Parmi les raisons de cet essor des nouveaux modes de diffusion du septième art au détriment des salles, le piratage joue un rôle majeur. Pourquoi payer cher un ticket de cinéma individuel alors qu’on peut trouver pour une somme dérisoire presque tous les films à succès récents sur des DVD au marché parallèle ? Un phénomène mondial, et non sans effets. En Afrique noire francophone, remarquait récemment Olivier Barlet dans un article des Cahiers du cinéma, il ne reste plus à ce jour qu’une vingtaine de salles plus ou moins dignes de ce nom. Et ce n’est guère mieux au Maghreb, où le nombre de salles est certes encore très supérieur mais où le déclin du parc, notamment au Maroc, est rapide et spectaculaire.

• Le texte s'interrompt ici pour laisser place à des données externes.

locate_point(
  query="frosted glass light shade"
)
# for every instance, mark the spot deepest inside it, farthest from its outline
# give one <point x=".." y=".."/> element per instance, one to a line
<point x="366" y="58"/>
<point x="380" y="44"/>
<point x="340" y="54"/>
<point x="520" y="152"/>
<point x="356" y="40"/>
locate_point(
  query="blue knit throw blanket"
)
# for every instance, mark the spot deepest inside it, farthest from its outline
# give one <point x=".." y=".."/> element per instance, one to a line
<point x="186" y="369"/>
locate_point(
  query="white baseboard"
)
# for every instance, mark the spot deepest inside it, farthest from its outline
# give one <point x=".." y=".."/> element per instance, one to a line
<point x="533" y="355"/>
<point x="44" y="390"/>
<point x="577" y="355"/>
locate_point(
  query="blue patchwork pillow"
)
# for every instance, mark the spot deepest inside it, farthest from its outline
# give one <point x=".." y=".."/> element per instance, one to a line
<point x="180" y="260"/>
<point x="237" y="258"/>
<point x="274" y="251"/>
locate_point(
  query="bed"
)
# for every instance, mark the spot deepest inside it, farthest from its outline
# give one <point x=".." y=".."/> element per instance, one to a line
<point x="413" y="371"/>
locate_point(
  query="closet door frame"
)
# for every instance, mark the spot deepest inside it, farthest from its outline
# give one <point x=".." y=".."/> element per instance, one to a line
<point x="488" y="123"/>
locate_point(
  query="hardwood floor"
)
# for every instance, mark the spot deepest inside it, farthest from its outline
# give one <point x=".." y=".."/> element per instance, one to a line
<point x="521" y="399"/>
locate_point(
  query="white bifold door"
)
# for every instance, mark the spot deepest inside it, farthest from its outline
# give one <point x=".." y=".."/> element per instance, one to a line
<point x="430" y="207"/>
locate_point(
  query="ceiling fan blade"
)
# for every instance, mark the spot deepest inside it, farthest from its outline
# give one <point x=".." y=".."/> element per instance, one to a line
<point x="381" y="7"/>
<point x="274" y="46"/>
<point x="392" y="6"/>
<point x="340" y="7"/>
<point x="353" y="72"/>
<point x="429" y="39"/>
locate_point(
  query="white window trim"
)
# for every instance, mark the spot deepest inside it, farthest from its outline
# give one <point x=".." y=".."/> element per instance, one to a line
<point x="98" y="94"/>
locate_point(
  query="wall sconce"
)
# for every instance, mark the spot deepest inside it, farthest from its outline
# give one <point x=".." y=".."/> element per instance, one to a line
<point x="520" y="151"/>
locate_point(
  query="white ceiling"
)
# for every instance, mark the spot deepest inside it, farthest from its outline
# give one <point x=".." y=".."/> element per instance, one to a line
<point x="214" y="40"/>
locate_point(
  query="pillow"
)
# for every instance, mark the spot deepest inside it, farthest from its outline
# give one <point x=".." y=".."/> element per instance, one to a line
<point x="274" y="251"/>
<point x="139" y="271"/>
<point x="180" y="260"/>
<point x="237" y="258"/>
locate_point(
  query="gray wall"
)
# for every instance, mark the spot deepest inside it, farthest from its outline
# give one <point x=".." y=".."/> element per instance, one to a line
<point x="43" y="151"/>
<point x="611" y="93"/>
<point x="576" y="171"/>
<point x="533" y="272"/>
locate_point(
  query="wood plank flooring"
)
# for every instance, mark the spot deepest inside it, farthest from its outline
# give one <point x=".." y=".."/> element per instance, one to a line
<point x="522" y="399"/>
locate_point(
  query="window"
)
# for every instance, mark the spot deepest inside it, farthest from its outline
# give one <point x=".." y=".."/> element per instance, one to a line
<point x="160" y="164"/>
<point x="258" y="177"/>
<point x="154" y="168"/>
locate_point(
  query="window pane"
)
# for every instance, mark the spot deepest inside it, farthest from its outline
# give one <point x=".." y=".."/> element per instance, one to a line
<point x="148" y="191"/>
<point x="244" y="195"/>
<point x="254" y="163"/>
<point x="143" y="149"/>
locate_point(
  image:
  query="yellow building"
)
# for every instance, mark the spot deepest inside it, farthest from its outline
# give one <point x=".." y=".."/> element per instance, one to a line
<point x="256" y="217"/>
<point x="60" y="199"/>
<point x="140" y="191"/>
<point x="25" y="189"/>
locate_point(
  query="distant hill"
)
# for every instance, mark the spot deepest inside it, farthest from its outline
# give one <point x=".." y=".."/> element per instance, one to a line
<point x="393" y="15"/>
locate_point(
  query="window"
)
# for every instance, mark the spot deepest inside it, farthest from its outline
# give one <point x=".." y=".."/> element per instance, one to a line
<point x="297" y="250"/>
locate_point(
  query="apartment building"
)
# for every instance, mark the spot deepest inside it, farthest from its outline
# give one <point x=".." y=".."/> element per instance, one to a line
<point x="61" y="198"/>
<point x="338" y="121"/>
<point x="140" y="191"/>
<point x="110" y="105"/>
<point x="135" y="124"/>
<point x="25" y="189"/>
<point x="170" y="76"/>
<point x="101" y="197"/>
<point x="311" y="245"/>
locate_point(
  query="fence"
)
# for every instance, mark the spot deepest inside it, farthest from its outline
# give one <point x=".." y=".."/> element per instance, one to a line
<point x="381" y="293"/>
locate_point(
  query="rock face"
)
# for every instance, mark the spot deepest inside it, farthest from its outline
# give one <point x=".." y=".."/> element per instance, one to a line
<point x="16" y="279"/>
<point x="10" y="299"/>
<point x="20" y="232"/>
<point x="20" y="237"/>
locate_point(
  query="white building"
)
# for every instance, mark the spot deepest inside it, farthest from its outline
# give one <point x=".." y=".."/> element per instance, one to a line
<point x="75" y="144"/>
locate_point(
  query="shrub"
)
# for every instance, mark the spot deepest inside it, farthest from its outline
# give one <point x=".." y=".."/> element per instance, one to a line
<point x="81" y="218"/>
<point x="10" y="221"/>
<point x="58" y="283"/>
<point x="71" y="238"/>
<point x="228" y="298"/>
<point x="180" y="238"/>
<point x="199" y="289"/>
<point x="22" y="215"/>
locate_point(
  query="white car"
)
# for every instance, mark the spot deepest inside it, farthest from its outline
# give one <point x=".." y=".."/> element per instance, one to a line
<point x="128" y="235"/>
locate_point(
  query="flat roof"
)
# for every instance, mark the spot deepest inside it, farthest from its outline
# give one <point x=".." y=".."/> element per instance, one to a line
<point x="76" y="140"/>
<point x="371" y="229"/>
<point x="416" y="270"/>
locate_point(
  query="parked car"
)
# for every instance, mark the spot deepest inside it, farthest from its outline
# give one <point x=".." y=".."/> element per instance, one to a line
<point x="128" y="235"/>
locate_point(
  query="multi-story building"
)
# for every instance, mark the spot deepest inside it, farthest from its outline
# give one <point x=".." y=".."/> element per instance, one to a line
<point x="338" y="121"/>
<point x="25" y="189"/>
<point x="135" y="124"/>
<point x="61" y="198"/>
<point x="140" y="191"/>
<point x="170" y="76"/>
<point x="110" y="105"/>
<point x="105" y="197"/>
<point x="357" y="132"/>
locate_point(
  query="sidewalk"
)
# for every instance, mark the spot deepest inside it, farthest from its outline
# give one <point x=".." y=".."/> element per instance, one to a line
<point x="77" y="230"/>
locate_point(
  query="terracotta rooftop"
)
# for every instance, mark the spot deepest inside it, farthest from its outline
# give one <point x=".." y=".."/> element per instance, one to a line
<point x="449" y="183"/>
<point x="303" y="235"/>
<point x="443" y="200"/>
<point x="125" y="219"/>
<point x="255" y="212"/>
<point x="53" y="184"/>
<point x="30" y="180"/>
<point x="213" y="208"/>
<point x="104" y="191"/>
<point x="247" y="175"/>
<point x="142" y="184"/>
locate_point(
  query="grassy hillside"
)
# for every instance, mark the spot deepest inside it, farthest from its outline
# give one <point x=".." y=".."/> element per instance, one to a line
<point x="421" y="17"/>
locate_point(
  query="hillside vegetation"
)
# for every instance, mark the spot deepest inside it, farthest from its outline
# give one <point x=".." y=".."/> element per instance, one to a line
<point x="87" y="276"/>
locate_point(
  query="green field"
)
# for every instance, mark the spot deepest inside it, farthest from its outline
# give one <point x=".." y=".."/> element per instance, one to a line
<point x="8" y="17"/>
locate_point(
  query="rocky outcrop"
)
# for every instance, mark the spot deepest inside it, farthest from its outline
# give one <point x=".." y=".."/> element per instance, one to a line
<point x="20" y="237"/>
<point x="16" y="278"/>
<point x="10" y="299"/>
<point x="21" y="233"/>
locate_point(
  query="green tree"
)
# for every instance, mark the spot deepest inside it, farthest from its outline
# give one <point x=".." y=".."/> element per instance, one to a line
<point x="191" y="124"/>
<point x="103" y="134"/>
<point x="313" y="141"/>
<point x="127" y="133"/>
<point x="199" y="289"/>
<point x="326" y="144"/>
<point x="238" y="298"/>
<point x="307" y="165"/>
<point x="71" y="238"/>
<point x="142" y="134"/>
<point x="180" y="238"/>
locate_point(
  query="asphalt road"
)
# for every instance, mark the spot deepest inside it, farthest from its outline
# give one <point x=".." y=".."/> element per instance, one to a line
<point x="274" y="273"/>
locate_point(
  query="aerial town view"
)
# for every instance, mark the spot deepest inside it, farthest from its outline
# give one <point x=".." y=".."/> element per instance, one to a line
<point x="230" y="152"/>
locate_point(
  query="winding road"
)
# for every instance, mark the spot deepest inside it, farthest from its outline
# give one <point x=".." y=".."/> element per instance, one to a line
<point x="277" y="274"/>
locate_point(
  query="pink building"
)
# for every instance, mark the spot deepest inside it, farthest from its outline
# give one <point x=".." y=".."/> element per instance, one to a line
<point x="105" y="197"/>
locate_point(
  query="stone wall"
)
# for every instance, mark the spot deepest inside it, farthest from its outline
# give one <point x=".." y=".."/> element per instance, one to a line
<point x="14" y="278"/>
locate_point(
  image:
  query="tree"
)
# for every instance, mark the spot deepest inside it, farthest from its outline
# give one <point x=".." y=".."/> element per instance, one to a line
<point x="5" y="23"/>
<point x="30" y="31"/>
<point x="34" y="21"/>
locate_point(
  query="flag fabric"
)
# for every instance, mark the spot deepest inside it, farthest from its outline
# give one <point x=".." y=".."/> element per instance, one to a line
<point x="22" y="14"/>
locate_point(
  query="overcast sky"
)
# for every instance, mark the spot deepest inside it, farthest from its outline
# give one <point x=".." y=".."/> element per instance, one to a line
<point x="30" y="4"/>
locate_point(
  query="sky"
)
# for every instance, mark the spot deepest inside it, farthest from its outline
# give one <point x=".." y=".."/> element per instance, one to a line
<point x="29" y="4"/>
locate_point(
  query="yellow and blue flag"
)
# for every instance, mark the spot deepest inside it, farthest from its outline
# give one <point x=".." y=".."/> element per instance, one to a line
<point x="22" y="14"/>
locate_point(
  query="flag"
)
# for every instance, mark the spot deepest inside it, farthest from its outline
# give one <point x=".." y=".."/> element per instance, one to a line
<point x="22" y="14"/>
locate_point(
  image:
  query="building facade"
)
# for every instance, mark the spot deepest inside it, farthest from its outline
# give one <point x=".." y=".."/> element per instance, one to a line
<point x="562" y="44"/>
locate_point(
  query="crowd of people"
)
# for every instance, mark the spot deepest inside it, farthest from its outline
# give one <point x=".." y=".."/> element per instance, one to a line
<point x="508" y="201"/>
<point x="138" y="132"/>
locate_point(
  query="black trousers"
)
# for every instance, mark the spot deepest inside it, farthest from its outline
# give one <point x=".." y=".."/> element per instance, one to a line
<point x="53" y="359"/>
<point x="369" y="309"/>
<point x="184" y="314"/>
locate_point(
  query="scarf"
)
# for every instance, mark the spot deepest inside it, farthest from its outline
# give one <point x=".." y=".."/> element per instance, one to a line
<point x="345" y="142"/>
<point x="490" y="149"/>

Paradoxalement, le danger de voir disparaître les salles est sans doute plus vif et plus immédiat dans les pays qui ne disposent pas d’une cinématographie nationale importante que dans les autres. Aux États-Unis ou en France, mais aussi dans les pays du Sud où l’on a réussi à préserver une industrie cinématographique, nul n’ignore que le lancement d’un film, pour l’essentiel, n’est réussi que s’il accompagne une sortie en salles, qui fera toujours plus « événement » que la mise dans le commerce d’un DVD ou la diffusion – a fortiori la rediffusion – d’un long-métrage sur le petit écran.